To establish a real-time data dashboard for graduate medical education 
   training positions to improve health care workforce planning and 
  distribution for the purposes of alleviating physician shortages in 
                   medically underserved communities.


_______________________________________________________________________


                   IN THE SENATE OF THE UNITED STATES

                            October 23, 2025

Mrs. Blackburn introduced the following bill; which was read twice and 
  referred to the Committee on Health, Education, Labor, and Pensions

_______________________________________________________________________

                                 A BILL


 
To establish a real-time data dashboard for graduate medical education 
   training positions to improve health care workforce planning and 
  distribution for the purposes of alleviating physician shortages in 
                   medically underserved communities.
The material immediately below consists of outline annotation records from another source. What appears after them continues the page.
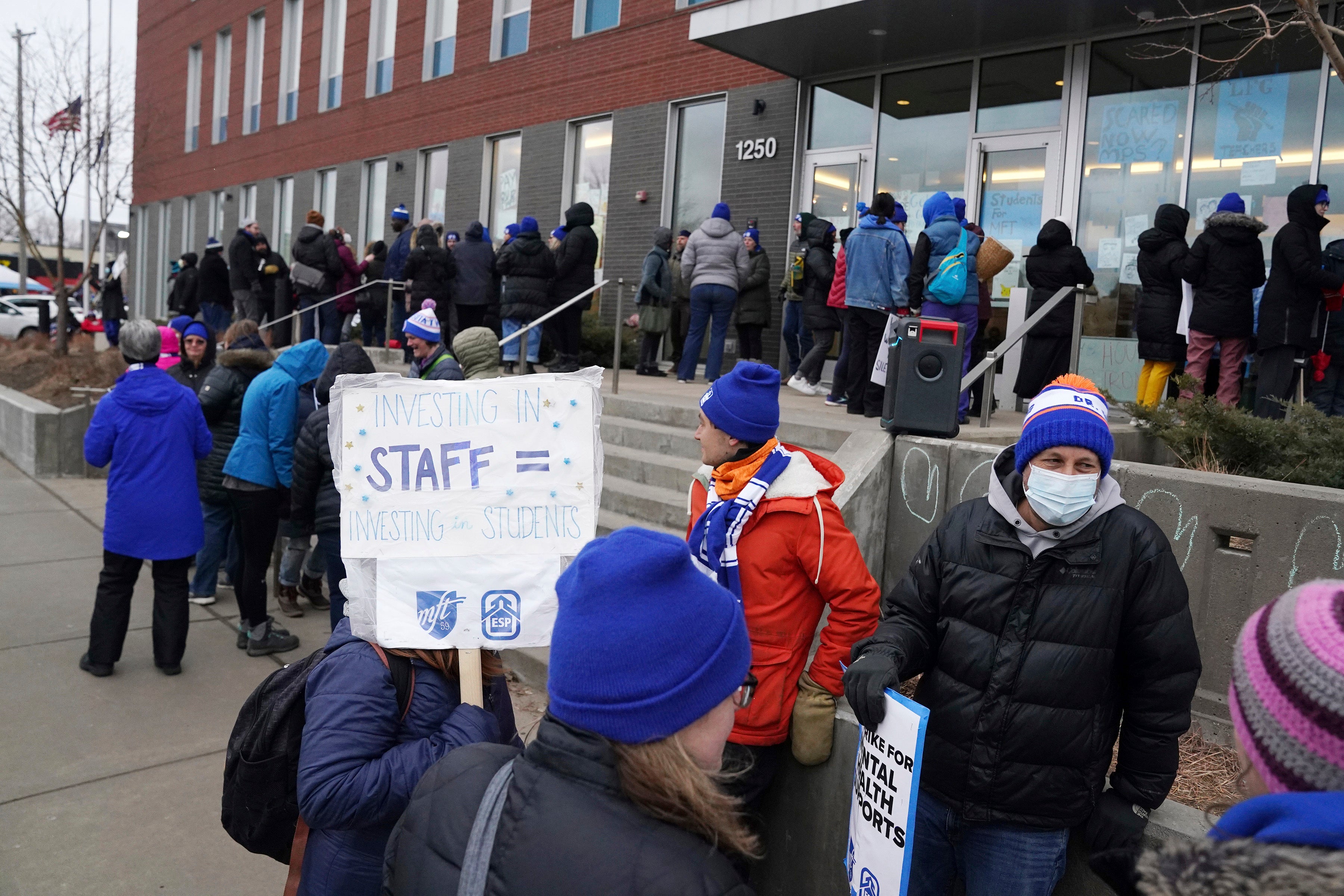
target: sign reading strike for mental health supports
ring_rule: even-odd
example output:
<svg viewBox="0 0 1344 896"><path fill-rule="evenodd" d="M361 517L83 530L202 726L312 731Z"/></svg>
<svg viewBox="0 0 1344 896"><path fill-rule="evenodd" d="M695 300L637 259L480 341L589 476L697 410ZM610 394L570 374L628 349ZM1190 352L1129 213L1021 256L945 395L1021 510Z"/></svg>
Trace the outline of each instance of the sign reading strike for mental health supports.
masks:
<svg viewBox="0 0 1344 896"><path fill-rule="evenodd" d="M887 689L887 713L859 729L845 873L849 896L905 896L929 709Z"/></svg>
    Be it enacted by the Senate and House of Representatives of the 
United States of America in Congress assembled,

SECTION 1. SHORT TITLE.

    This Act may be cited as the ``Health Care Workforce Real-Time Data 
Dashboard Act''.

SEC. 2. FINDINGS.

    Congress finds the following:
            (1) The National Center for Health Workforce Analysis has 
        projected shortages across a wide range of health care 
        occupations, particularly in rural and medically underserved 
        communities.
            (2) The Health Resources and Services Administration has 
        increased its focus on rural residency training through 
        programs such as the Rural Residency Planning and Development 
        Program.
            (3) Real-time information on graduate medical education 
        training positions, applications, and residency match 
        fulfillment rates would enhance the ability to assess whether 
        Federal programs are effectively addressing physician shortages 
        in medically underserved communities.
            (4) Improved data collection and analysis regarding 
        graduate medical education training positions would support 
        evidence-based health care workforce planning and policy 
        development.

SEC. 3. GRADUATE MEDICAL EDUCATION REAL-TIME DATA DASHBOARD.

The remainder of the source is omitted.